Hello,
I am a middle school student and I would like to use Arduino in my science fair project. I have an idea to basically build a scanner you can use to scan unknown animal/insect bites and to be able to get results on which animal might have bit you. I am new to Arduino programming and am unsure how to program this. Also, what materials do i use for this project?
What do you mean by scanning? Do you mean have a camera that looks at the bite to assess it? I don't think anyone can tell definitively by just looking at a bug bite which bug bit you.
I think you'd need to identify toxins, enzymes, and bacteria to identify which bug bit you. That is going to take some pretty heavy duty chemical sensing.
I wish I had been using Arduino in middle school, that is really cool. That said, identifying a bite by visual means could be very hard. The programming would probably be very advanced and might involve machine learning. I as a college electrical engineering student would consider it beyond my programming skills, but I am more of a hardware person.
What I can say is that this type of visual identification would likely need something with more processing power and more memory. A smartphone app would be more doable, but even that may need a server to crunch the numbers. The other issue is that bites look very similar and may be indistinguishable visually.

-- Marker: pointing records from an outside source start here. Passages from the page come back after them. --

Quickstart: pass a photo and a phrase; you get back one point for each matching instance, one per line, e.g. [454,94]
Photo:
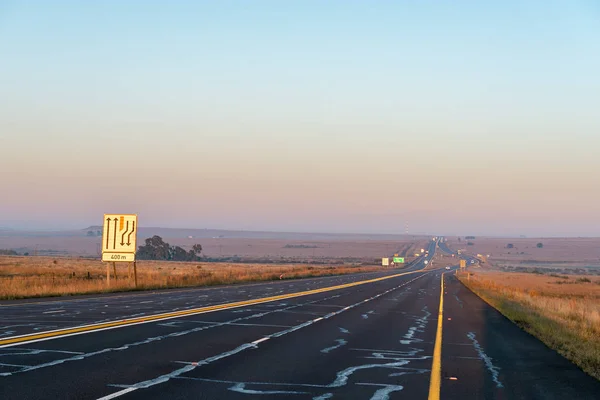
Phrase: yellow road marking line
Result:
[435,382]
[158,317]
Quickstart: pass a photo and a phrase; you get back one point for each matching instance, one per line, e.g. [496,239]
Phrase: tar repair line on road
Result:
[37,337]
[190,366]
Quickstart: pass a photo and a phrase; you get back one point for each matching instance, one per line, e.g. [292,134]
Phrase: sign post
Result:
[119,238]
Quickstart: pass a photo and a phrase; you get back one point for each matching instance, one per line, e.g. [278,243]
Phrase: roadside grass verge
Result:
[568,324]
[25,277]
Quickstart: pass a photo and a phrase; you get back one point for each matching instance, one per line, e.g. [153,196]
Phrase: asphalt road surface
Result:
[383,339]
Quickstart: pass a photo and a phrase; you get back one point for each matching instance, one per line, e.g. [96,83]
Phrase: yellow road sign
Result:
[119,237]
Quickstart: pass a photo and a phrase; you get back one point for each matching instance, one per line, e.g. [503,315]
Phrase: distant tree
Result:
[176,253]
[154,249]
[7,252]
[197,249]
[157,249]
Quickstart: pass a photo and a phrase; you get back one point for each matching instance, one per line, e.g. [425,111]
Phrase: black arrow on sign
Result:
[115,234]
[124,233]
[107,231]
[129,236]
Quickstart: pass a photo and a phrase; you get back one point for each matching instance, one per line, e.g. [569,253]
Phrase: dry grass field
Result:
[561,310]
[557,254]
[276,249]
[22,277]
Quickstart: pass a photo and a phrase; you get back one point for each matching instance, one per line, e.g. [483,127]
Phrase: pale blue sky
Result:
[461,117]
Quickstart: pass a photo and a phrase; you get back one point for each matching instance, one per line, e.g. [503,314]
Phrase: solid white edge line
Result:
[260,340]
[117,394]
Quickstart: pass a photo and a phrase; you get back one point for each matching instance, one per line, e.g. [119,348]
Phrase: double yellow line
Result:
[435,383]
[176,314]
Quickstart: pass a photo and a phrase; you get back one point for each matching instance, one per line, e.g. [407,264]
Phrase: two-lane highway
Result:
[399,337]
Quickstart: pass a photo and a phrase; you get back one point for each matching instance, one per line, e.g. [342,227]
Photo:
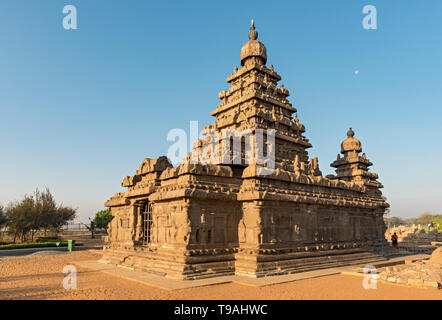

You can certainly take a stab at it, but realize that this would be a challenging problem for anyone on this forum and even the likes of Google or Microsoft.
Very cool to hear your ambitious plans!
Hopefully you can continue to do some research and find a way to make this possible.
However, image inspection at the level you're talking about is on par with industrial vision applications.
Typically, I see this done with a dedicated, hardened industrial controller known as a PLC. These provide tools known as "blocks" required to communicate with the camera. (Usually through TCP/IP)
Arduino is not good at image processing.
You'd have more chance to do it in a reasonable amount of time with a Raspberry Pi, or even a full fledged computer.